El proceso de embarazo es una de las experiencias más maravillosas que puede vivir una mujer. Los nueve meses de gestación están llenos de nuevas sensaciones y vivencias, sobre todo por parte de las madres primerizas

El proceso de embarazo es una de las experiencias más maravillosas que puede vivir una mujer. Los nueve meses de gestación están llenos de nuevas sensaciones y vivencias, sobre todo por parte de las madres primerizas, por lo que es fácil preocuparse cuando algo se sale de lo estándar.

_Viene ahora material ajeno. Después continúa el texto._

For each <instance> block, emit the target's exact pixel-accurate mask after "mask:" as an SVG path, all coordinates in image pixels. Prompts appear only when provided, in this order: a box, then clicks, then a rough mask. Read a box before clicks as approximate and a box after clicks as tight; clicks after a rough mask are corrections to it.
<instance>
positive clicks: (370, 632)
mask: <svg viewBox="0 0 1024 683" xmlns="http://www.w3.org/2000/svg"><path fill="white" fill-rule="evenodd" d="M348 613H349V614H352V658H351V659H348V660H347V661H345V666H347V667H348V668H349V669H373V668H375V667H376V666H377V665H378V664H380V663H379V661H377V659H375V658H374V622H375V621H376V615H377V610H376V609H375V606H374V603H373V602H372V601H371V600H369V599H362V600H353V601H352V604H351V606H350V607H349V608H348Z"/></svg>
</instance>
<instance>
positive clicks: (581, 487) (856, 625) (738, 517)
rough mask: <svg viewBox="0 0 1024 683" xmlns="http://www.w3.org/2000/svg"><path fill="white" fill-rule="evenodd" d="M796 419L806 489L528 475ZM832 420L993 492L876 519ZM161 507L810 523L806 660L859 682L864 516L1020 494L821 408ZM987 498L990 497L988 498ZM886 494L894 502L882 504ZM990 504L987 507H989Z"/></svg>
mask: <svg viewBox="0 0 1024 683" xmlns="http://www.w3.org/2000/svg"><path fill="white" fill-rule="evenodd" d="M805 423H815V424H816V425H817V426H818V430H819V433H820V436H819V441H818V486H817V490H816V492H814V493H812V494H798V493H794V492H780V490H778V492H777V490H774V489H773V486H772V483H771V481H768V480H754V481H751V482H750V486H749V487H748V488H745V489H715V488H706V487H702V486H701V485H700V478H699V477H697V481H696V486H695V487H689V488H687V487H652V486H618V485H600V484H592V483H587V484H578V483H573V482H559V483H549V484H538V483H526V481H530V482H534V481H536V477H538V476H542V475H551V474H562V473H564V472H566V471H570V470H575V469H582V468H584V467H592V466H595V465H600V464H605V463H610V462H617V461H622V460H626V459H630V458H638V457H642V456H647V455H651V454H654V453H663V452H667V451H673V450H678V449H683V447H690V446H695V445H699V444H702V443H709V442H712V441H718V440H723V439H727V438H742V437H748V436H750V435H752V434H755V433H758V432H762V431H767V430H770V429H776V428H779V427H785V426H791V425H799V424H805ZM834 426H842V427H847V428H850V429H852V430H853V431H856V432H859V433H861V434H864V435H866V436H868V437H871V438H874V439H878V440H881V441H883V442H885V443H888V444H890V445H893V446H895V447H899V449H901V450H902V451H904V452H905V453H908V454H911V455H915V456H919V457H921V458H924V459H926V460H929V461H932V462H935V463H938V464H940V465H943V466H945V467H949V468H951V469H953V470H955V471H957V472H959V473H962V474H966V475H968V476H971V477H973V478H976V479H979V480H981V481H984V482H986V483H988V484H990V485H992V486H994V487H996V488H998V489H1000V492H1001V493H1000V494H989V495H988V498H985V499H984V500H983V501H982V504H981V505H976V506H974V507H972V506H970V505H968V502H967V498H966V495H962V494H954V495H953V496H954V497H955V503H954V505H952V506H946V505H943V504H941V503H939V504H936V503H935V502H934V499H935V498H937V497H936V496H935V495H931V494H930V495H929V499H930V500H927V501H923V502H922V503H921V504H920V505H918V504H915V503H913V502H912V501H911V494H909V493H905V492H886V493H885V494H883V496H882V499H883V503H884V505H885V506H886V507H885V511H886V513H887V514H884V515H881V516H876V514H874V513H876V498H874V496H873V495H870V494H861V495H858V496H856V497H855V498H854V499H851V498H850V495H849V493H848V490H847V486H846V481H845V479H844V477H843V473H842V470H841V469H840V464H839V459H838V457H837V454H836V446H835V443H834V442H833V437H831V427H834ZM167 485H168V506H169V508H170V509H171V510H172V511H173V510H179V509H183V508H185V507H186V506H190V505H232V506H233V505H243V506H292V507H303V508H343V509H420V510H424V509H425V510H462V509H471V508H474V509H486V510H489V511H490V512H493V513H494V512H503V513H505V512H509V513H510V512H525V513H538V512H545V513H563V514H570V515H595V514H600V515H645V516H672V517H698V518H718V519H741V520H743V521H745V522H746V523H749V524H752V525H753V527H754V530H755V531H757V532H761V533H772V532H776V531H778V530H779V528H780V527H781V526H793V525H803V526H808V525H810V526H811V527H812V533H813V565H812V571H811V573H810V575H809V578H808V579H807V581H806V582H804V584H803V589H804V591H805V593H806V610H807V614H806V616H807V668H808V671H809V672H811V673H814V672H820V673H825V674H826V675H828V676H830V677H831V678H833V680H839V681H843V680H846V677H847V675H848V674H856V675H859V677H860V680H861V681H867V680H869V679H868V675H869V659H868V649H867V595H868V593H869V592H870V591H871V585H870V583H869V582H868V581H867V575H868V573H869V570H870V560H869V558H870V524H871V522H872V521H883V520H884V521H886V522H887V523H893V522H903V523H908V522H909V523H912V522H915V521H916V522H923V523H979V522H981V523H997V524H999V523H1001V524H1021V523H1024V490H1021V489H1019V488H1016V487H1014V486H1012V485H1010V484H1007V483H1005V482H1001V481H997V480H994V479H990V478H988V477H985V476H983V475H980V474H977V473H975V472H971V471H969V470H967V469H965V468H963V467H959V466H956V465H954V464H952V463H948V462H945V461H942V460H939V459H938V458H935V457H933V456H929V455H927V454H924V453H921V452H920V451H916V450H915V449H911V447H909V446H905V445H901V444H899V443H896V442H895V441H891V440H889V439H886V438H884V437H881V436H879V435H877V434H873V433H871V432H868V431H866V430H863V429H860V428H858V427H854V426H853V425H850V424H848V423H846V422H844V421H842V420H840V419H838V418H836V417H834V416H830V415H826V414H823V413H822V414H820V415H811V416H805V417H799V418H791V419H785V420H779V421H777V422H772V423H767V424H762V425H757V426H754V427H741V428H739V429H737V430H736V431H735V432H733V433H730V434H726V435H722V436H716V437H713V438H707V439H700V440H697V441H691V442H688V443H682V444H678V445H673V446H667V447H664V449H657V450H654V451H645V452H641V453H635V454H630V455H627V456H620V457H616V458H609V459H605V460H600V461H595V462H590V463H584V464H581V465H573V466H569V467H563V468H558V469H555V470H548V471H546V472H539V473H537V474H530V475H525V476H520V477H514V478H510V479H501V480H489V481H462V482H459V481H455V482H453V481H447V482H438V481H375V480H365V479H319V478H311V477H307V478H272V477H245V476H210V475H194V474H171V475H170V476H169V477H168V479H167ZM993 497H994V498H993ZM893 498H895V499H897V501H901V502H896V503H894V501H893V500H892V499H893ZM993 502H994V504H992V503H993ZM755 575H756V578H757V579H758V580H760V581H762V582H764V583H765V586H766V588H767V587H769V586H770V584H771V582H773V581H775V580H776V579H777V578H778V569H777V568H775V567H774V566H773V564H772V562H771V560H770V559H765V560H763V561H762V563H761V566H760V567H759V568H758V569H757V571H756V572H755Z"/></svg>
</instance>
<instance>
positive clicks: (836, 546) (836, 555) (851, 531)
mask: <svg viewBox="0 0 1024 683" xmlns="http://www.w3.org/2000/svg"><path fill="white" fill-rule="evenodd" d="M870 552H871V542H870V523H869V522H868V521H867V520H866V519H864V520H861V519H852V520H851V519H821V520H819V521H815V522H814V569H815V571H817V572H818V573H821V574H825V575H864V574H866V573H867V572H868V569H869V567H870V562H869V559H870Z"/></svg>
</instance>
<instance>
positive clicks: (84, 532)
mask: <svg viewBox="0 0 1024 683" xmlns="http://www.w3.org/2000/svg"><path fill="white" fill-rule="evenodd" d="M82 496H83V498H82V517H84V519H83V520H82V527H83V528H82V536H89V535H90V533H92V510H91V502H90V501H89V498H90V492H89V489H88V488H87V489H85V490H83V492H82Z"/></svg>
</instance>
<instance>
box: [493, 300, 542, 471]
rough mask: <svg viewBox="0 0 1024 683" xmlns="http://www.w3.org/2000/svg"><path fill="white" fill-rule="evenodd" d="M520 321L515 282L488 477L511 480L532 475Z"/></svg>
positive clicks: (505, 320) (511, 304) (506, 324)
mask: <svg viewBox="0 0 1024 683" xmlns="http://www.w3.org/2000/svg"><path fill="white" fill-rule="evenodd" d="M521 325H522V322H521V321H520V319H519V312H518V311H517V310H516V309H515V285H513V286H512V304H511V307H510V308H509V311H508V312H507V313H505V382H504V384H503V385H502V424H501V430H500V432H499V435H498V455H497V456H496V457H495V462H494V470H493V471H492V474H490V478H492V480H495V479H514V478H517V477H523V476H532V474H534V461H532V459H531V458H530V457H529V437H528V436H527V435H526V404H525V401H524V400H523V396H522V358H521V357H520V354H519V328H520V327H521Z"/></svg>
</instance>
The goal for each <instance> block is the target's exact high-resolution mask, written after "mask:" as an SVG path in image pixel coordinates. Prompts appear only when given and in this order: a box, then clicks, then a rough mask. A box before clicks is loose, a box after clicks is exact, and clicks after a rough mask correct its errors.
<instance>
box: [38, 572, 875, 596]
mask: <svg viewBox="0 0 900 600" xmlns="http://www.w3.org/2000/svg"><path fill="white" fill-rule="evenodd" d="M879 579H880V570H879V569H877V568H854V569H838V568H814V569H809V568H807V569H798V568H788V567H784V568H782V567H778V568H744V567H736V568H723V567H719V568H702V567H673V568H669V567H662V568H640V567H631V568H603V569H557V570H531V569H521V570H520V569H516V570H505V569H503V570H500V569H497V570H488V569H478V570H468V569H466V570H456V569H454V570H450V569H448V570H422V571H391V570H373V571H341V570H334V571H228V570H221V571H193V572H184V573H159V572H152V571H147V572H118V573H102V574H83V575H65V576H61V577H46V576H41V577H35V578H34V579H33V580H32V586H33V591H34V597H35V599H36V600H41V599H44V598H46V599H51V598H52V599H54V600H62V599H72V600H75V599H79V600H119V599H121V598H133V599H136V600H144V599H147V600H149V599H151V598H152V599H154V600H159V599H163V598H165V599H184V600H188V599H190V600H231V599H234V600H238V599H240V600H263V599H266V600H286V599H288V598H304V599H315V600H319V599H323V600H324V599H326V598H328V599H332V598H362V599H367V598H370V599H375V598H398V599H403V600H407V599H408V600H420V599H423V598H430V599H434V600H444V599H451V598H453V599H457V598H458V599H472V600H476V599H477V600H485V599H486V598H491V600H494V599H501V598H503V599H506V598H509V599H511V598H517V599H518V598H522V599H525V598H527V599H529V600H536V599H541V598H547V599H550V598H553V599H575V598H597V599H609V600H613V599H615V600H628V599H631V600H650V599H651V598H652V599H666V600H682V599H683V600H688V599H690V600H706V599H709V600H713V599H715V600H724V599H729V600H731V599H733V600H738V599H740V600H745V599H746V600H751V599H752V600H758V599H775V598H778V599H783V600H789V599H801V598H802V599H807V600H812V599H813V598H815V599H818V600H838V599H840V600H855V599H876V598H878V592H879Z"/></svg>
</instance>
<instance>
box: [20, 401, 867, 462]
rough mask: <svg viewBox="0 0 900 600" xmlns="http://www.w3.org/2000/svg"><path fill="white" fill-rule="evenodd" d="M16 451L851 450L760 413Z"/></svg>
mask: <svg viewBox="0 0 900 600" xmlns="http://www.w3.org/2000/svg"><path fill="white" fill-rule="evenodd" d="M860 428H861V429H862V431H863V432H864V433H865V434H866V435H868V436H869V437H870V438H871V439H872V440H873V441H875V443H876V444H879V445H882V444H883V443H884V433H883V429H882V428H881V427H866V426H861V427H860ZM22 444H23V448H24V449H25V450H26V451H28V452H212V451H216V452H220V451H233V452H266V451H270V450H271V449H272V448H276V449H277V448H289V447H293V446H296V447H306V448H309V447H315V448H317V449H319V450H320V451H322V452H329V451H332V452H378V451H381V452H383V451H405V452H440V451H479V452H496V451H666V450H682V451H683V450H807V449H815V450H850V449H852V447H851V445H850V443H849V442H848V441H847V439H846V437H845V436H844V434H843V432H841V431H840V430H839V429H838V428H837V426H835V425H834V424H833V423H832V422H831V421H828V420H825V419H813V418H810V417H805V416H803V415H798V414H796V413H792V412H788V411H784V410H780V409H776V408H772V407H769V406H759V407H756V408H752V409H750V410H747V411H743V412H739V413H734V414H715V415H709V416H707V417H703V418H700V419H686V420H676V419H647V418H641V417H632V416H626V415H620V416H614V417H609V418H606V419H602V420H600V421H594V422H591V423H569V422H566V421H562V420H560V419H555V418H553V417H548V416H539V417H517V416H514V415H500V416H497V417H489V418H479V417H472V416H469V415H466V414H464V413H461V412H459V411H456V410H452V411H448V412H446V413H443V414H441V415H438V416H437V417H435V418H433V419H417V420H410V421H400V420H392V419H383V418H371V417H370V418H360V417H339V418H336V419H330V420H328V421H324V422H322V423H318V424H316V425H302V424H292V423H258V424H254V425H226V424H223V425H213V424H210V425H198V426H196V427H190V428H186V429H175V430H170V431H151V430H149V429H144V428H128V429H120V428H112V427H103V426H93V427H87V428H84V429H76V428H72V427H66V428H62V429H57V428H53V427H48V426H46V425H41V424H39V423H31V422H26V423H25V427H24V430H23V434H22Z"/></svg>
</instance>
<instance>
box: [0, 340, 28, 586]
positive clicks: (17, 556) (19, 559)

Una de las situaciones que más asustan a las madres es la del embarazo de riesgo, que se detecta durante el primer trimestre.

Pero si nos encontramos en esta situación, no hay que alarmarse: estos casos se producen en un 10% de los embarazos. En estas gestaciones aumentan las probabilidades de que la madre o el niño tengan algún problema.

Según la Dra. Veronica Moens, “en la mayoría de los casos simplemente quiere decir que se necesitará más reposo y controles médicos más frecuentes que el resto de las embarazadas, con la posibilidad de necesitar algún suplemento alimenticio o medicamento”.

Diversas causas

Varias enfermedades crónicas pueden provocar esta situación, una clara demostración del papel determinante de la genética. La anemia, la hepatitis, la diabetes, el asma o la obesidad son algún ejemplo. Otras variantes que afectan al proceso son la edad de la madre, aumentan los problemas si es inferior a 18 o superior a 40 años, y su estilo de vida (fumar, beber alcohol y consumir drogas son hábitos muy perjudiciales para el feto).

Un crecimiento fetal restringido, los embarazaos múltiples, un parto prematuro, problemas en el útero o en la placenta son otros aspectos que pueden desembocar en un embarazo de riesgo. No obstante, con un control médico adecuado y siguiendo las indicaciones ginecológicas oportunas, el embarazo puede seguir sin más complicaciones.

Indicaciones a tener en cuenta

En estos casos gana importancia realizar las visitas prenatales regularmente y desde el inicio, así como también efectuar controles con más regularidad. Pero la futura mamá también puede colaborar para tener un embarazo lo más apacible posible, por ejemplo, controlando su dieta y evitando el estrés y la ansiedad. Para ello, es recomendable practicar yoga o algún tipo de ejercicio de relajación, que ayudarán a controlar la respiración y podrán ser muy útiles en el momento del parto.

Hoy en día, la mayoría de los embarazos de alto riesgo acaban de la misma manera que los embarazos sin alteraciones, únicamente diferenciándose de éstos en el mayor control médico que precisan.